The summons of Julius brought Adonijah into his presence; the Roman hesitated an instant before he dared to issue forth commands so contrary to the last testament of his brother, so derogatory to his own honour.

“Hebrew,” at length he said in a tone of haughty authority, “I lost last night Tullus, the most valiant of my gladiators, and I depute thee to take his place. Thy strength and former feats in arms will make thee more than a match for thy opponent, and, if thou conquer, freedom shall be the certain guerdon of the victory.”

“Freedom!” retorted Adonijah with bitter scorn; “what is freedom now to me? Judea is become ‘a waste howling wilderness,’ and ‘our holy, our beautiful house, where our forefathers worshipped, is burnt up with fire.’ The sacred vessels and the book of the law have become the spoil of the Gentile conqueror, to whom the people of God have fallen into a second and more terrible captivity. What can freedom offer in exchange for the blood of a fellow-creature? Man, I will not do thy bidding: it is written in the law, ‘Thou shalt do no murder.’ ”

“Slave,” replied Julius Claudius haughtily, “thy limbs are mine, and unless thou obeyest my will, and fightest this battle with them, I will rend them piecemeal.”

“Aye, do so—do anything, profligate, ungrateful wretch, but make Adonijah the murderer thou art. Violate thine oath to Lucius—to the virtuous, the valiant, and the wise, thy wicked arts destroyed. Reward the man who saved thee from the just steel Tigranes drew against thee, by slaying him in defiance of gratitude and honour.”

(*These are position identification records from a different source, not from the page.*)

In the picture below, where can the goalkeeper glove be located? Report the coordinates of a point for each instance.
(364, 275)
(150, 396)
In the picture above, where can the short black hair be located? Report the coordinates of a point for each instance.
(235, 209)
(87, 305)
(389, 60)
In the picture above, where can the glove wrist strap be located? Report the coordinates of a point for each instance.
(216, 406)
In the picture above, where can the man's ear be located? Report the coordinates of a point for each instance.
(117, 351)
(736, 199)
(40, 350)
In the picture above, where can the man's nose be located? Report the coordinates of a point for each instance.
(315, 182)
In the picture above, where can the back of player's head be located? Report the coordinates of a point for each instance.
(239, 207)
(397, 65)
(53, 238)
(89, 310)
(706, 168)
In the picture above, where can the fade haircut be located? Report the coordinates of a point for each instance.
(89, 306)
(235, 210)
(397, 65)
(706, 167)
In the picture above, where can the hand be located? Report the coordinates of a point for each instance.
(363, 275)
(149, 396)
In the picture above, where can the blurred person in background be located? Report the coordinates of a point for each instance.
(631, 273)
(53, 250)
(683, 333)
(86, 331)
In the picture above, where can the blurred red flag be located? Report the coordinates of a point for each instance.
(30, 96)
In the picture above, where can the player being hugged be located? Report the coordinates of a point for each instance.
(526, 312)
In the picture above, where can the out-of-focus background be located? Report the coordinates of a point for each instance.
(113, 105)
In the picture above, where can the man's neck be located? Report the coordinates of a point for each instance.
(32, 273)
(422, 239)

“I did not kill him; he died in his own bed!” replied Julius, hesitating and confounded at the accusation. “Who said I poisoned him?”

“I demand the full performance of thy promise, and claim the freedom bequeathed me by the noble Lucius Claudius. I did not mean to ask it at thy hands, but now necessity compels me.”

“Thou didst promise to be a faithful servant to me,” continued the quailed and humbled master.

“Man, I have been more than faithful; I have stood between thee and death and hell. In services, but not in crimes, I will still yield obedience to thy will. Go, seek some other Cain to do thy bidding.” With these words the Hebrew slave quitted the presence of his master, with an air of majesty that confounded the little-minded man who held the power of life and death over him, unrestrained by law or principle.

“Proud Jew, I will crush thee yet!” muttered Julius. “Thou shalt view the degradation of thy people, which to a soul like thine will be bitterer than death. Patiently he will not see it, and a word or look will do for him what I dare not do—will destroy him.”

That evening Julius Claudius and his household returned to Rome, where magnificent preparations were making for the triumphant entry of Vespasian and his son.

All the slaves received new habits suitable to their servile station; Adonijah alone was given the costume of his own country; the magnificence of the material evidently referring to his former condition, rather than to his present circumstances. The malice of Julius desired to make it evident to all men from what country his slave derived his birth; a measure likely to draw down upon his person the cruel mockeries of a people at once effeminate and barbarous, flushed too with the success their armies had gained over the miserable remnant of Israel.